Applications of Agentic AI

Agentic AI has a wide range of applications across various industries, including:

Robotics: Agentic AI can be used to control robots and enable them to navigate and interact with their environment.
Smart Homes: Agentic AI can be used to control and automate smart home devices, such as thermostats and lights.
Decision Support Systems: Agentic AI can be used to provide decision support for complex tasks, such as financial planning or medical diagnosis.

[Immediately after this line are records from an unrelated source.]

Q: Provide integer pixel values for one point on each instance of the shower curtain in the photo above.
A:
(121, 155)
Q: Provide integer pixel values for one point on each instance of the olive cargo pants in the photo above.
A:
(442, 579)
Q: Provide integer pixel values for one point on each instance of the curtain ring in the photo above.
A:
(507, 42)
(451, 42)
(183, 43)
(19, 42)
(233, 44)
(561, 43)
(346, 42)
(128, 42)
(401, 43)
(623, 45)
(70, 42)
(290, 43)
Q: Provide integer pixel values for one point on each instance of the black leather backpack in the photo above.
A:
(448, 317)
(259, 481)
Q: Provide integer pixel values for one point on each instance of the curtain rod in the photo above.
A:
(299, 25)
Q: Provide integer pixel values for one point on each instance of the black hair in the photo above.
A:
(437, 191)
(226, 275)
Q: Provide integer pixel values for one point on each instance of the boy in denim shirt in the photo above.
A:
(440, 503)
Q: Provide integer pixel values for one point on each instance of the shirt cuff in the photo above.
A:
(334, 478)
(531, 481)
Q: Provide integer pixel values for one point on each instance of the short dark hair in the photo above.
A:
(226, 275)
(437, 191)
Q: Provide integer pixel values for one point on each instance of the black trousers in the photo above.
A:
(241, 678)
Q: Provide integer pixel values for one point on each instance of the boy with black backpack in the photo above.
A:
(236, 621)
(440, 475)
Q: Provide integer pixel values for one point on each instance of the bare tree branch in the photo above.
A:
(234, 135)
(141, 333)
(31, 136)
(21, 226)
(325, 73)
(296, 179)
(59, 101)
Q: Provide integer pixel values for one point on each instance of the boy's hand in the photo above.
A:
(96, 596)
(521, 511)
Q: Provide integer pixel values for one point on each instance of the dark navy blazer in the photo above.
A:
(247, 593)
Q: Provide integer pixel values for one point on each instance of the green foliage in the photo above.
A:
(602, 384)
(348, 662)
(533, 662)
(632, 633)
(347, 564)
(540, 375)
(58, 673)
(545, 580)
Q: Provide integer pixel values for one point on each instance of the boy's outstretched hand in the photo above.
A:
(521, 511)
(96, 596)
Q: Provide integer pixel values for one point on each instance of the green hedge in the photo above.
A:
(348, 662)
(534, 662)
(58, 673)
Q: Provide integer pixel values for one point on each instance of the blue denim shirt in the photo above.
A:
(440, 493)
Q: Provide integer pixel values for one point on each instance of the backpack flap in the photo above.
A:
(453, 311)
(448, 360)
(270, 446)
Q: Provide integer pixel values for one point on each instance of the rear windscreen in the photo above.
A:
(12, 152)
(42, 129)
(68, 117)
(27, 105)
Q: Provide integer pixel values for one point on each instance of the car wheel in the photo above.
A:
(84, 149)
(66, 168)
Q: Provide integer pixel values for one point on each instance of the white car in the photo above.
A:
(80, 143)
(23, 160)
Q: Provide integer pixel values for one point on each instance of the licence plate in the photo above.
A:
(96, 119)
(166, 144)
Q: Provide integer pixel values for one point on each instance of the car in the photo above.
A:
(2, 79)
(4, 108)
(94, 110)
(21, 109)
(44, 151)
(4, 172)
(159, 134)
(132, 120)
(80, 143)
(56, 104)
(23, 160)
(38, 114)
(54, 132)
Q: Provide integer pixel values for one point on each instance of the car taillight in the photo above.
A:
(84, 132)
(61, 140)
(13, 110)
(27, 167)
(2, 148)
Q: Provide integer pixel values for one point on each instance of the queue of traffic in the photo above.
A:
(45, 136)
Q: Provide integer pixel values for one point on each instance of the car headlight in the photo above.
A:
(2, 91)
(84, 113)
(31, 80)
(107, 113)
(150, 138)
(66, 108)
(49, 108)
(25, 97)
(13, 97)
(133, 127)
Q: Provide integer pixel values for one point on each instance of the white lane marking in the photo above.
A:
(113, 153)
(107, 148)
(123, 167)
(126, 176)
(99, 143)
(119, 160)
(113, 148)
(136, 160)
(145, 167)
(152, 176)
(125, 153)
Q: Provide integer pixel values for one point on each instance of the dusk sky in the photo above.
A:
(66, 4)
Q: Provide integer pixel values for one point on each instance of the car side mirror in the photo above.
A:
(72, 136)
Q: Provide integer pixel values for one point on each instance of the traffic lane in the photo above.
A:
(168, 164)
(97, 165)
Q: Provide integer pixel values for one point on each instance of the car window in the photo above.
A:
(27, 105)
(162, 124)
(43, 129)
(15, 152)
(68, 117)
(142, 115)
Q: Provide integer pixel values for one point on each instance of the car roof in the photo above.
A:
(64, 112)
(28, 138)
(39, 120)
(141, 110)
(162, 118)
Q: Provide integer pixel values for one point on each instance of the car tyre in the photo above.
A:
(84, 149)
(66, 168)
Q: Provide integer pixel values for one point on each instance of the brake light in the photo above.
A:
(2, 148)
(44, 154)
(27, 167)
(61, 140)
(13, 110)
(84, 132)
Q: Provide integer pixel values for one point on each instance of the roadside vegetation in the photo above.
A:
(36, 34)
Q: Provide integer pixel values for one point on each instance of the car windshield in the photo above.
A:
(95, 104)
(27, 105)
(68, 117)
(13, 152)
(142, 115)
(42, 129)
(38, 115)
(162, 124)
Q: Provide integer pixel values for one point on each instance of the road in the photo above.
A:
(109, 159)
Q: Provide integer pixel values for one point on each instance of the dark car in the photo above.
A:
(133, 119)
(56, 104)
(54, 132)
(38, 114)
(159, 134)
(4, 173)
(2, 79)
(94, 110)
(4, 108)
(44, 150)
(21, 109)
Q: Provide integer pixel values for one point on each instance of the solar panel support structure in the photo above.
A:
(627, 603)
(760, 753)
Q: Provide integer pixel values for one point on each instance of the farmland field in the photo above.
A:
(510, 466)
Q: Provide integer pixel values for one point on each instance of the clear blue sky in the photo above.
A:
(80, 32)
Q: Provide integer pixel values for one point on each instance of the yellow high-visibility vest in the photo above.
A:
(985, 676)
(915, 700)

Challenges and Limitations

While agentic AI has the potential to revolutionize various industries, it also poses several challenges and limitations, including:

Data Quality and Availability: Agentic AI requires high-quality and relevant data to make effective decisions.
Explainability and Transparency: Agentic AI can be complex and difficult to interpret, making it challenging to understand the decision-making process.
Security and Safety: Agentic AI can pose security and safety risks if not designed and implemented properly.

Conclusion

Agentic AI is a powerful and versatile technology that has the potential to transform various industries. As a data engineer, understanding the key components, types, and applications of agentic AI is crucial for designing and implementing effective AI solutions. However, agentic AI also poses several challenges and limitations that need to be addressed to ensure its safe and effective deployment. By continuing to advance and improve agentic AI, we can unlock its full potential and create more autonomous, efficient, and effective systems.

Future Directions

As agentic AI continues to evolve, we can expect to see significant advancements in areas such as:

Edge AI: The integration of agentic AI with edge computing to enable real-time processing and decision-making.
Explainable AI: The development of techniques and tools to improve the explainability and transparency of agentic AI decision-making.
Human-AI Collaboration: The design of systems that enable effective collaboration between humans and agentic AI agents.

By exploring these future directions and addressing the challenges and limitations of agentic AI, we can create more sophisticated and effective AI systems that transform industries and improve our lives.